KDE 1460 Published by

kdebluetooth 1.0 Beta 3 is ready

kdebluetooth got mostly rewritten to make use of the BlueZ D-BUS API and ll of their services. libkbluetooth wraps the BlueZ D-BUS API and makes it quite easy to write some Bluetooth related application.



kbluetoothd is now a simple trayicon application without any daemon functionality and got renamed to kbluetooth. It also acts as Passkey Agent for Bluetooth device pairing request and as Authorization Agent for Bluetooth service request from remote Bluetooth devices. So no more evil hacks to get pairing with bluez-utils 3.x working in KDE. Bye bye, pin-helpers!

With kbluetooth you can also configure your Bluetooth interface. Changed the mode to discoverable (for other devices) or only connectable (still connectable but not visible for other devices). Or change the discoverable name of the Bluetooth interface.

Another highlight is the initial implementation of a Bluetooth Input Wizard. Which allows to setup and manage Bluetooth Input devices from KDE in easy way. The Input Wizard is still experimental and doesn't looks like eye-candy at the moment.

kio_obex got replaced by kio_obex2 which is based only on obexftp (no need for libkobex/libqobex) and supports also now USB as transport (libusb).

kbluelock got rewritten by Tom Patzig which locks the KDE session if a configured Bluetooth remote device disappaers - e.g. your mobile phone. So if you leave your office, with enabled Bluetooth, kbluelock is going to lock the screen.

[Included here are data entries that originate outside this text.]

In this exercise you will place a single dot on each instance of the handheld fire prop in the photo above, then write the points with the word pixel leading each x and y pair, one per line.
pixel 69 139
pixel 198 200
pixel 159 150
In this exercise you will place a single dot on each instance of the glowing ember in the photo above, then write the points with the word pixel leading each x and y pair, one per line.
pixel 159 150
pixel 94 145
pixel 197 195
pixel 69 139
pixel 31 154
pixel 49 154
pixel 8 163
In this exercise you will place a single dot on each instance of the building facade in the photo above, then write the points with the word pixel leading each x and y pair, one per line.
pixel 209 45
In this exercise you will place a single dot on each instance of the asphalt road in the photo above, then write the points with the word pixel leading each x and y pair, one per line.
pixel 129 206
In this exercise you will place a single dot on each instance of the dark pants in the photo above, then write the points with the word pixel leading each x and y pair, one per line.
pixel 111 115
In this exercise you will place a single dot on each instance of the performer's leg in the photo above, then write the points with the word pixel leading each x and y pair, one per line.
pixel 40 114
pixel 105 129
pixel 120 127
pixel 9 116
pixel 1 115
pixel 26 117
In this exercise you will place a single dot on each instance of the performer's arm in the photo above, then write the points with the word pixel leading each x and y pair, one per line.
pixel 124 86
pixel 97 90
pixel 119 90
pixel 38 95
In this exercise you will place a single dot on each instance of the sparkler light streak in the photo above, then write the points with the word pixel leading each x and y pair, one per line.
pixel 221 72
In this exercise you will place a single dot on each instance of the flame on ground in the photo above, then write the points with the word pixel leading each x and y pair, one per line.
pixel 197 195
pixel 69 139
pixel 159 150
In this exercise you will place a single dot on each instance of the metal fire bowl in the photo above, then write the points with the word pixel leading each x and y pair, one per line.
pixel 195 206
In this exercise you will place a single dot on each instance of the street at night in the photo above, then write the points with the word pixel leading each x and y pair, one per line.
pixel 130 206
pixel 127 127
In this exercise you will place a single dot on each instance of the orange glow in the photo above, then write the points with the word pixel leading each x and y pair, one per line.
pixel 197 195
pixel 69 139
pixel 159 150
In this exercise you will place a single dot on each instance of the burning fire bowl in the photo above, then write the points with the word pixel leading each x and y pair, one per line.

http://bluetooth.kmobiletools.org/1.0-beta3

Download kdebluetooth:
http://sourceforge.net/project/showfiles.php?group_id=89888&package_id=147546&release_id=515234

The next steps:

- testing
- make it stable
- make it userfriendly
- make it something like eye-candy
- implement a transfer service (OBEX Push)
- implement the audio service (Bluetooth Headsets, ...)

Note to packagers: this software contains a shared library (libkbluetooth) and related headers. Please include them in your package, other software (currently kmobiletools) will require them to properly work.

I would like to thank Tom Patzig and Marco Gulino who developed as well on this branch!